What makes a good teacher
I consider that a good teacher is the one who doesn't stop his/her own learning process. I have actually always been an investigative person, that is the feature of a man of science. I have been both a learner and a teacher, and I have invested much quality time, effort, and finances into my own education. Years of physics and maths lessons, physics investigation and lab work have transformed me a lot more into one. Therefore, it should come as not a surprise the fact that I have a really scientific approach to teaching. Here is what I mean by that.

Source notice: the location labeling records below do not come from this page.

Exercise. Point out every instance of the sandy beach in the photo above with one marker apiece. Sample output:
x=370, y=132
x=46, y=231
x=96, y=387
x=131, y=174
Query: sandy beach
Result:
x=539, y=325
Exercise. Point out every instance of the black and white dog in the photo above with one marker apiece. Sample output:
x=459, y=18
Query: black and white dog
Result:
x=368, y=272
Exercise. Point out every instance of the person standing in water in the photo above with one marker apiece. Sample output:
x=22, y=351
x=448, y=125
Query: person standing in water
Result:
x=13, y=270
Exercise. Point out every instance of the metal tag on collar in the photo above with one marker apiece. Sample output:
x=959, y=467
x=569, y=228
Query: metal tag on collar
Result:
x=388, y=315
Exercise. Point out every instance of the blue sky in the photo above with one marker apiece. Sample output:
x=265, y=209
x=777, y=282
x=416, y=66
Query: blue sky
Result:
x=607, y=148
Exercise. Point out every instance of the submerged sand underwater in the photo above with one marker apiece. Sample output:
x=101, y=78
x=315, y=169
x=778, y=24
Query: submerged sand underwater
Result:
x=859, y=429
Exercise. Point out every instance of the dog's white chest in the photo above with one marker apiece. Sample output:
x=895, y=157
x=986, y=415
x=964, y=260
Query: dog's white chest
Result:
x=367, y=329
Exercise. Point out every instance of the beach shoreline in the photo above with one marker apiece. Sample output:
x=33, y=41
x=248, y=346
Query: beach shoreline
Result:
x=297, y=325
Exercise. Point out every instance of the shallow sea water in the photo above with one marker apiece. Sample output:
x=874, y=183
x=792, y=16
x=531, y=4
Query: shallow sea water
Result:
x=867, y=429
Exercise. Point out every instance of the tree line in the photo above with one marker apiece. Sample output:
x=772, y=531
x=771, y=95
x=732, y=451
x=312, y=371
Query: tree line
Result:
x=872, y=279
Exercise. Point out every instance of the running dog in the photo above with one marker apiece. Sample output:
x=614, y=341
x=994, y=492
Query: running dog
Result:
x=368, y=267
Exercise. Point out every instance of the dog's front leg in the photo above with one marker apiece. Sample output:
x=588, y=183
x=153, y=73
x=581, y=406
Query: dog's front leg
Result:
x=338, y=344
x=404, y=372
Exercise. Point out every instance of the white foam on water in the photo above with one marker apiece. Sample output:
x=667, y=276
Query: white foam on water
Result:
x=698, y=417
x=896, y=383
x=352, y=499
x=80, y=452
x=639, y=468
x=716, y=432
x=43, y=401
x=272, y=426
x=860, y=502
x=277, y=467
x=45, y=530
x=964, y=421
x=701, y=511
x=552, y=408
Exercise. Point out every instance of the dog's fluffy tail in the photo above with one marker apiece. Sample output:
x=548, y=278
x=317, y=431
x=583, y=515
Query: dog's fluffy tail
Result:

Student’s opinion really matters
The main aspect of the scientific method is that of experimentation. This is the step which ensures quality to the scientific openings: we did not only consider this could be a great idea, but instead we tried it, and it did work. This is the ideology I prefer to employ in my teaching. Regardless if I assume that a particular way to explain a subject is bright, or simple, or interesting does not actually matter. What important is what the student, the recipient of my clarification, thinks of it. I have a really different experience against which I judge the advantage of an explanation from the one my students get, both as a result of my greater education and experience with the theme, and simply due to the differing grades of involvement we all have in the subject. Therefore, my judgement of an explanation will not often match the scholars'. Their feeling is actually the one that matters.
How observation helps me
This fetches me to the issue of the best ways to set up what my learners' viewpoint is. Again, I seriously have faith in scientific standards for this. This time, I make considerable handle of observation, but done in as much of an objective style as feasible, the same as scientific observation must be performed. I read for opinions in students' bodily and facial expressions, in their conduct, in the manner they verbalise themselves while asking questions as well as when trying to summarise the theme on their own, in the results at applying their recently gained knowledge to solve problems, in the individual character of the missteps they make, and in any other situation that would give me information regarding the efficiency of my approach. Having this information, I am able to adjust my teaching in order to better fit my scholars, so I can easily enable them to comprehend the material I am teaching. The strategy that follows from the above considerations, together with the idea that a mentor should really strive not just to communicate knowledge, but to guide their students reason and understand is the basis of my teaching philosophy. All that I do being a tutor comes from these feelings.